In The Curious Incident of the Dog in Night-time it's shown how honesty and trust is important to Chris. It is shown throughout the book as a major theme and how lies and deceit tear families apart, break down a person's mental stability and how important they are to maintain a relationship with not only family but how telling the truth is the basis of being able to love someone and by extension, the ability to relate to them.

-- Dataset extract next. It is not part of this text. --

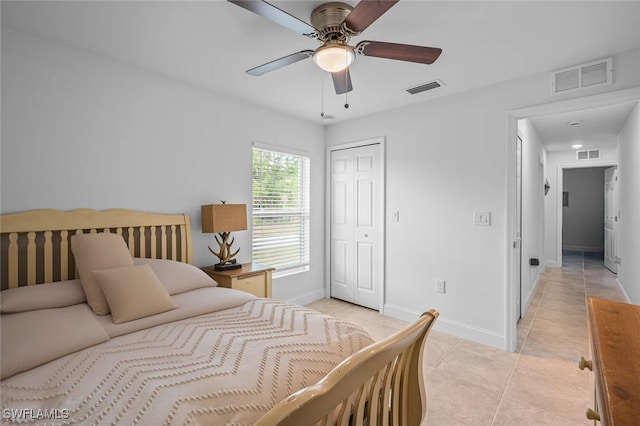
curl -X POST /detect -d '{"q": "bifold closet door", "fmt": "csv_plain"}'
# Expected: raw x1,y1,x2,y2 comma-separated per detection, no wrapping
330,144,381,310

Being able to tell the truth to the people closest to you is something Chris holds dearly, both consciously and subconsciously. There is no doubt that trust is a very fundamental part of Christopher's psyche, seen when he outrightly states that he does "not tell lies", that he simply "can't tell lies". Chris cannot comprehend lying, he defines it quite narrowly: "when you say something happened which didn't happen.", so when he starts to "think about something which didn't happen (he starts) thinking about all the other things which didn't happen." and it completely "reboots" him. This shows that lying is not something he just can't tolerate, not just something that he is simply disgusted by but it's even more basic than that. It shows that he can't handle it, so he just "shuts down", that even subconsciously he knows that it's wrong.

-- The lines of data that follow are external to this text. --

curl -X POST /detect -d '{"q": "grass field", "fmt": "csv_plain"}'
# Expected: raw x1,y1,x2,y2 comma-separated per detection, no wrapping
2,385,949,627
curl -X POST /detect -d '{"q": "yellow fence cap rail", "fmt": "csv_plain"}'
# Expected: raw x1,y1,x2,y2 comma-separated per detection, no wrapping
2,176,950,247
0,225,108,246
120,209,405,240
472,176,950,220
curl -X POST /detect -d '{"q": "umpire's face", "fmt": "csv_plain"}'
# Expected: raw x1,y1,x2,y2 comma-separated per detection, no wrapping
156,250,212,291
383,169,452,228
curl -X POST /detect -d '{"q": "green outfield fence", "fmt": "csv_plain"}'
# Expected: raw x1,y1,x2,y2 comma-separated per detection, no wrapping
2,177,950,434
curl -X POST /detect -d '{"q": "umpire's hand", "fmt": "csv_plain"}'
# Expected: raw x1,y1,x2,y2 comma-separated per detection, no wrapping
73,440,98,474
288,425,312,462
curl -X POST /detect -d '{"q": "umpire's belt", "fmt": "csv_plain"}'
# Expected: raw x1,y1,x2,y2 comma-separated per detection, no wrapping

It's the betrayal from all the lies told to Chris that simply breaks him. That cripples him. Chris thinks that his father loves him "because loving someone is helping them when they get into trouble and looking after them, and telling them the truth". Haddon eloquently sums it up saying "Father ... always tells (him) the truth, which means that (Father) loves (him)". This is a powerful remark, it explains what a betrayal it is for Father to lie to Chris about his mother's death, it explains how excruciatingly pained he is and why he had to go to London to live with his mother and how he couldn't go back to his Father.